融通念佛宗は古くから“大念仏宗”又は“融通大念仏宗”と呼ばれ親しまれてきました。日本仏教十三宗のうちで成立順にみると第六番目になります。天台宗、真言宗に次いで平安時代後期に成立した古い歴史を持つ宗派です。鎌倉時代になると、浄土宗、浄土真宗、日蓮宗など相次いで成立しましたが、融通念佛宗はその先駆けをなしたもので国産仏教第一の宗派といえるのです。なぜならそれまでの宗派は三国伝来といってインド、中国または朝鮮を経てわが国に伝えられた、いわば輸入仏教であったからです。
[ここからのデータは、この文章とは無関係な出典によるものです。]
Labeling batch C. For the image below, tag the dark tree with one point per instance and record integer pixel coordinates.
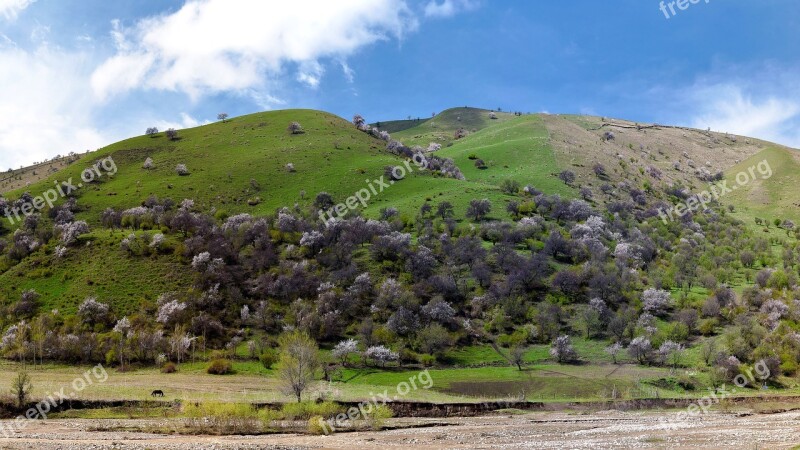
(479, 209)
(567, 176)
(444, 210)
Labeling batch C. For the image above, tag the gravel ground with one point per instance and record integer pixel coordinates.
(602, 430)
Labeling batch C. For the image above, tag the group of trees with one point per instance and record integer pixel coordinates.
(410, 286)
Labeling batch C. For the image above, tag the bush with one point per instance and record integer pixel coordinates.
(307, 410)
(376, 418)
(220, 367)
(316, 426)
(426, 360)
(268, 358)
(224, 417)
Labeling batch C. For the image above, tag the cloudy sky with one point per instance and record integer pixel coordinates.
(76, 75)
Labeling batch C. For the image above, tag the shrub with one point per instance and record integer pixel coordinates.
(316, 426)
(224, 417)
(307, 410)
(268, 358)
(377, 418)
(295, 128)
(427, 360)
(220, 367)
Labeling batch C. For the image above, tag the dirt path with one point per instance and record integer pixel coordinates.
(603, 430)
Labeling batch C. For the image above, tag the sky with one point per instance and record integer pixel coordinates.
(78, 75)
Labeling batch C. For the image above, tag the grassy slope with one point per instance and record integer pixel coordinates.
(224, 157)
(775, 197)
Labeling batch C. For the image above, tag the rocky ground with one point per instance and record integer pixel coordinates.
(600, 430)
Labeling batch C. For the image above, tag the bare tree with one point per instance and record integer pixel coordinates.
(299, 360)
(21, 387)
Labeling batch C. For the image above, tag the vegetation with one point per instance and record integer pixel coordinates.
(454, 265)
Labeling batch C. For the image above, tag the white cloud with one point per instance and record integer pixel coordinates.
(727, 108)
(46, 108)
(187, 121)
(761, 101)
(348, 72)
(449, 8)
(10, 9)
(212, 46)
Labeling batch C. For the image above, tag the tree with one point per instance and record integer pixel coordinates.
(518, 355)
(509, 187)
(323, 201)
(182, 170)
(655, 301)
(562, 350)
(640, 349)
(614, 350)
(567, 176)
(344, 349)
(434, 339)
(444, 210)
(21, 387)
(299, 360)
(295, 128)
(479, 209)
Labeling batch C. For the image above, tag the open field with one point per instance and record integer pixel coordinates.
(595, 430)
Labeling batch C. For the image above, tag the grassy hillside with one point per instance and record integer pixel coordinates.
(776, 197)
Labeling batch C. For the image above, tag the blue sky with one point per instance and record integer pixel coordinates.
(79, 75)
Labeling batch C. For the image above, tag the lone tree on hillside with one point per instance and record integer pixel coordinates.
(299, 361)
(567, 176)
(21, 387)
(295, 128)
(479, 209)
(562, 350)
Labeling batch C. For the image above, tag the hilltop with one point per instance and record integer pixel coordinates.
(523, 232)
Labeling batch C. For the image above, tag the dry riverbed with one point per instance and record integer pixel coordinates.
(559, 430)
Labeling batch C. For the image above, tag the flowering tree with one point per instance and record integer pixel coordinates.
(381, 355)
(640, 349)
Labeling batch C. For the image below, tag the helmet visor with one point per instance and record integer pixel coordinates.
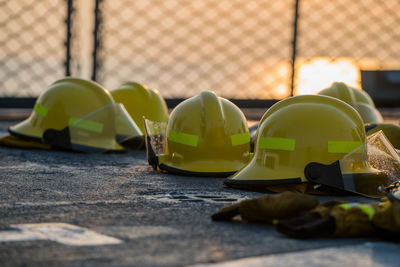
(155, 139)
(103, 130)
(368, 168)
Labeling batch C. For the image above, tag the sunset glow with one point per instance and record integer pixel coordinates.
(316, 74)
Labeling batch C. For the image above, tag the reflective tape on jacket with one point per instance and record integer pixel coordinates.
(277, 143)
(92, 126)
(240, 139)
(344, 147)
(40, 110)
(367, 209)
(183, 138)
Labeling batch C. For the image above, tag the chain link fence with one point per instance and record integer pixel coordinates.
(337, 39)
(239, 49)
(33, 42)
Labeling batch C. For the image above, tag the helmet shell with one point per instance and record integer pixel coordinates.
(63, 102)
(300, 130)
(141, 101)
(206, 134)
(358, 99)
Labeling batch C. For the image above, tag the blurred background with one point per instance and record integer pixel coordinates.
(253, 50)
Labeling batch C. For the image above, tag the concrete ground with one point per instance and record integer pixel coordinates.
(157, 219)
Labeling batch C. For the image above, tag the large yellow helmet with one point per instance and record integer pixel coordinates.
(206, 135)
(77, 114)
(358, 99)
(140, 101)
(297, 131)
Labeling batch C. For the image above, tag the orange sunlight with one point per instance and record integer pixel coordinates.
(313, 75)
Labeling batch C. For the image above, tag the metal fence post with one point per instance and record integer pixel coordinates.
(97, 39)
(294, 46)
(68, 21)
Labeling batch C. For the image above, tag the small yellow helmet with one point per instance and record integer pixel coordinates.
(77, 114)
(141, 101)
(358, 99)
(206, 135)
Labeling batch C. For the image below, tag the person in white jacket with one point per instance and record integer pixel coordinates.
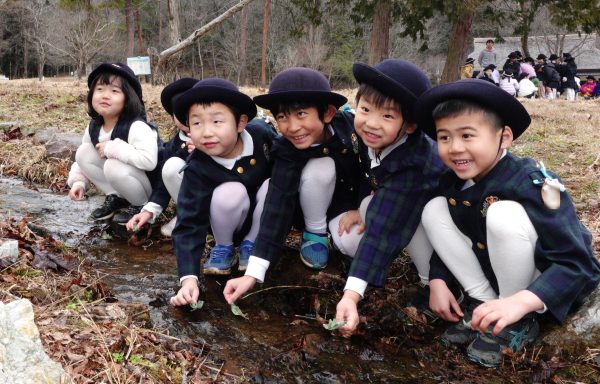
(508, 84)
(526, 87)
(119, 150)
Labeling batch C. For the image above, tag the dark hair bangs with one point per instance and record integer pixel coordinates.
(455, 107)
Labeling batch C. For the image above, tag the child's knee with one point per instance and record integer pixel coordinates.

それでは融通念佛宗についてその概要を説明しましょう。

大念佛寺の開創

 良忍上人はかねてより聖徳太子尊崇の念が深く、名帳勧進を兼ね太子ゆかりの四天王寺に詣でた折、平野が融通念仏を広めるのにふさわしい土地柄であるとの太子の夢告を得られました。
 平野の地は征夷大将軍 坂上田村麿の第二子広野公の管轄下におかれ、その菩提寺である修楽寺(明治初年、廃仏毀釈により杭全神社に吸収された)の別院だった香華院において融通念仏会を修したところ、参集の人びとがあとを絶たない盛況ぶりでした。鳥羽上皇はここを念仏勧進の根本道場と勅されました。これが総本山大念佛寺の開創です。

法燈の中断と法明上人の出現

 その後、良忍上人の後継者がこの念仏の勧進をますます盛んにしていきましたが、大念佛寺に伝わる宗門の法燈(血脈ともいう)は、第六世 良鎮上人が寿永元年(1182)に没して後、良き後継者に恵まれなかったため、元亨元年(1321)まで百三十九年間中断することになりました。その間、融通念仏の法儀、宗要の密意、霊宝の悉くは石清水八幡宮の男山の社殿に蔵されました。
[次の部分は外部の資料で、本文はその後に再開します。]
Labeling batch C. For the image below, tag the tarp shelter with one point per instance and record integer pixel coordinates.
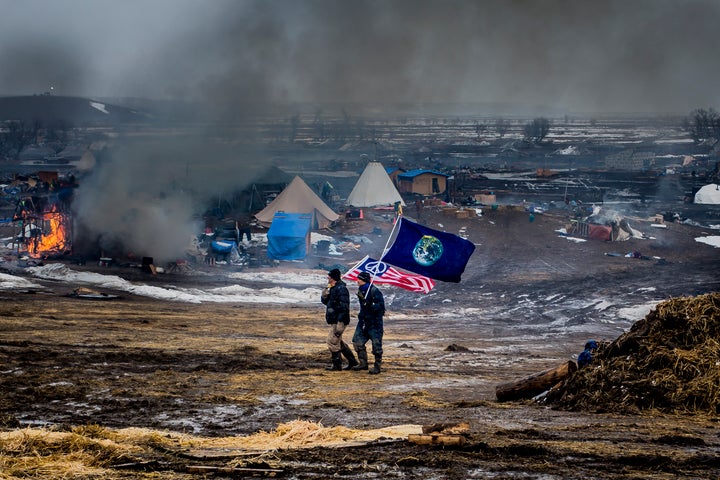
(374, 188)
(299, 198)
(289, 236)
(423, 182)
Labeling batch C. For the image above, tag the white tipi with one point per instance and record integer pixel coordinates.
(709, 195)
(298, 198)
(374, 188)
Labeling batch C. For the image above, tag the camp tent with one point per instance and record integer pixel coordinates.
(289, 236)
(299, 198)
(374, 188)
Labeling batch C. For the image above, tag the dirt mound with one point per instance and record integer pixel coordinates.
(668, 361)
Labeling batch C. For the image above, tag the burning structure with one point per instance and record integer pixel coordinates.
(44, 224)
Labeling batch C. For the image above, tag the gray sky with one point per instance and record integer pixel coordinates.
(574, 55)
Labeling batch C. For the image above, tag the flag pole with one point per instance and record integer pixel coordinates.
(382, 254)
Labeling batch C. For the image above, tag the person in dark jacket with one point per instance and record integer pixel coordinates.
(370, 323)
(585, 357)
(337, 314)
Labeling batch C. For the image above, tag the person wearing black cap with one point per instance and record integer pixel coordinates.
(370, 323)
(337, 314)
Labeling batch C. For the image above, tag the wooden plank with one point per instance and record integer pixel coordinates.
(448, 440)
(535, 384)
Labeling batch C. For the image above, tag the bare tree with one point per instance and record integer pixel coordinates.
(704, 124)
(502, 126)
(537, 130)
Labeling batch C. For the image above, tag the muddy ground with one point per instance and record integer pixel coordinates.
(528, 301)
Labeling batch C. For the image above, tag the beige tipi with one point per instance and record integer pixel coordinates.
(297, 197)
(374, 188)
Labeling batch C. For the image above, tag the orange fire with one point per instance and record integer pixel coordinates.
(54, 235)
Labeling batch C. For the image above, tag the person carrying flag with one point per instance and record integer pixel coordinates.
(370, 323)
(337, 314)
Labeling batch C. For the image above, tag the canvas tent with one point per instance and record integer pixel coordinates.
(708, 195)
(289, 236)
(374, 188)
(299, 198)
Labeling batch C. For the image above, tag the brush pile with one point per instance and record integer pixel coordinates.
(668, 362)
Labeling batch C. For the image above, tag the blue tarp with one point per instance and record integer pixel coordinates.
(289, 236)
(223, 246)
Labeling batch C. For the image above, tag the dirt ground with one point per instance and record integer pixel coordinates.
(235, 369)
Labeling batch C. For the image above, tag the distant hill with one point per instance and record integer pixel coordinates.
(75, 111)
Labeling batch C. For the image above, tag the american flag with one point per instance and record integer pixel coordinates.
(385, 274)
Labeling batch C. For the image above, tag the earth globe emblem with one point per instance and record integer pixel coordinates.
(427, 251)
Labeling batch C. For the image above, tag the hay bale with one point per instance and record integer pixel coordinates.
(669, 361)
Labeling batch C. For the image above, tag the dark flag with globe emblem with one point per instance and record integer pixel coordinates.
(384, 274)
(422, 250)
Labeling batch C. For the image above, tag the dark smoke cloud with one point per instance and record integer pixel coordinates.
(148, 196)
(571, 55)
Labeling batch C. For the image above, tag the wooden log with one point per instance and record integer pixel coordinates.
(205, 469)
(448, 440)
(447, 428)
(535, 384)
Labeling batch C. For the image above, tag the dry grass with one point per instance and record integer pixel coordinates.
(91, 451)
(669, 362)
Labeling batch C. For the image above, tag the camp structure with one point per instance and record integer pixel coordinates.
(289, 236)
(708, 195)
(423, 182)
(298, 198)
(374, 188)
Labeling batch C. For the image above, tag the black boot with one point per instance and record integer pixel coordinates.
(337, 362)
(376, 368)
(362, 358)
(347, 353)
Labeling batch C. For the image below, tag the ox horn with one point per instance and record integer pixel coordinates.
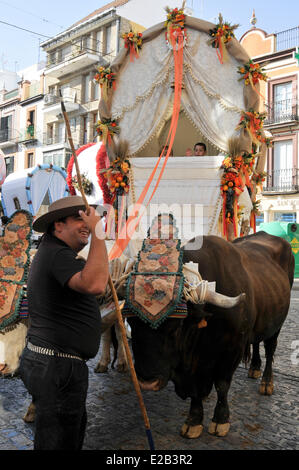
(108, 316)
(223, 301)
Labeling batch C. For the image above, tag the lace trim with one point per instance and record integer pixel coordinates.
(141, 98)
(216, 96)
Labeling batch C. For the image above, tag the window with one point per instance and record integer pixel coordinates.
(282, 94)
(283, 101)
(61, 133)
(30, 159)
(10, 165)
(85, 130)
(108, 39)
(259, 219)
(96, 93)
(283, 165)
(17, 203)
(56, 158)
(30, 124)
(5, 128)
(65, 53)
(285, 217)
(99, 39)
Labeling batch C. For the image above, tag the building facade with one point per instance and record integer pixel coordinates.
(278, 54)
(72, 60)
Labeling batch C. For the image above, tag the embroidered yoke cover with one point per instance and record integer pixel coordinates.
(155, 287)
(14, 262)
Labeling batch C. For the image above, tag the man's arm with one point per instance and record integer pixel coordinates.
(94, 276)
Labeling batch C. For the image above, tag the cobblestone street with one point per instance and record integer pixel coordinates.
(115, 421)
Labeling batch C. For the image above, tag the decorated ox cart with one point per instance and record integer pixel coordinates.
(24, 194)
(182, 81)
(175, 84)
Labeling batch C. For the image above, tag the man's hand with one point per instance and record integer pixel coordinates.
(93, 222)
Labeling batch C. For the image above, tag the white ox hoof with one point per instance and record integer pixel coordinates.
(219, 430)
(191, 432)
(100, 369)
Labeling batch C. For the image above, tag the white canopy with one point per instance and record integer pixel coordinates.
(212, 98)
(26, 189)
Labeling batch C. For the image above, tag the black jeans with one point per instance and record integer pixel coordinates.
(58, 387)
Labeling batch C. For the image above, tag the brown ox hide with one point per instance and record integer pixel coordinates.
(112, 337)
(196, 358)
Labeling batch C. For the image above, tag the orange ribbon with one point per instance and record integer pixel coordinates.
(133, 221)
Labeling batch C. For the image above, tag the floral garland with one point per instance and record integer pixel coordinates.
(86, 184)
(133, 42)
(175, 24)
(252, 73)
(70, 165)
(15, 245)
(236, 175)
(259, 178)
(106, 79)
(106, 129)
(221, 35)
(117, 176)
(101, 162)
(253, 122)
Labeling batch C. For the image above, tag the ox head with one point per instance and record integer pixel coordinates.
(169, 352)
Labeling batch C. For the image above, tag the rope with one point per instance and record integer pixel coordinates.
(119, 272)
(192, 292)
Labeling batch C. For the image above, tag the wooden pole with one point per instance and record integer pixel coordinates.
(113, 291)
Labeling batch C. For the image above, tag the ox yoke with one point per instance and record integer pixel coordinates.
(260, 265)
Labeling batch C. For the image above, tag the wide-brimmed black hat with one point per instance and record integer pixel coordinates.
(64, 207)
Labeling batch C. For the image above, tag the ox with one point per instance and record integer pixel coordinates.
(196, 358)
 宗門の法燈が中断したとはいえ融通念仏の法流は別のルートを経て各地に伝播することになったのです。嵯峨清涼寺、花園法金剛院、壬生地蔵寺などで融通念仏が盛んに修せられとともに、聖と呼ばれる遊行性をもった僧が各地で念仏勧進に励みました。東大寺叡尊、円覚十万上人道御、一遍智真は融通念仏の普及に最も尽力した聖達でした。また民間信仰や芸能と結びつき、日本全国に広まっていったのです。
 宗門の法燈が消えていた鎌倉時代において法然上人、親鸞上人、日蓮上人等が出て、新仏教が開花しましたが、その中にあって融通念仏はその庶民性と寛容性とによって各地に力強く浸透していったのです。
 融通念仏がいわゆる傍系において盛行を見ていた折しも、高野聖として活躍していた深江の法明上人が宗門の法燈を継承することになります。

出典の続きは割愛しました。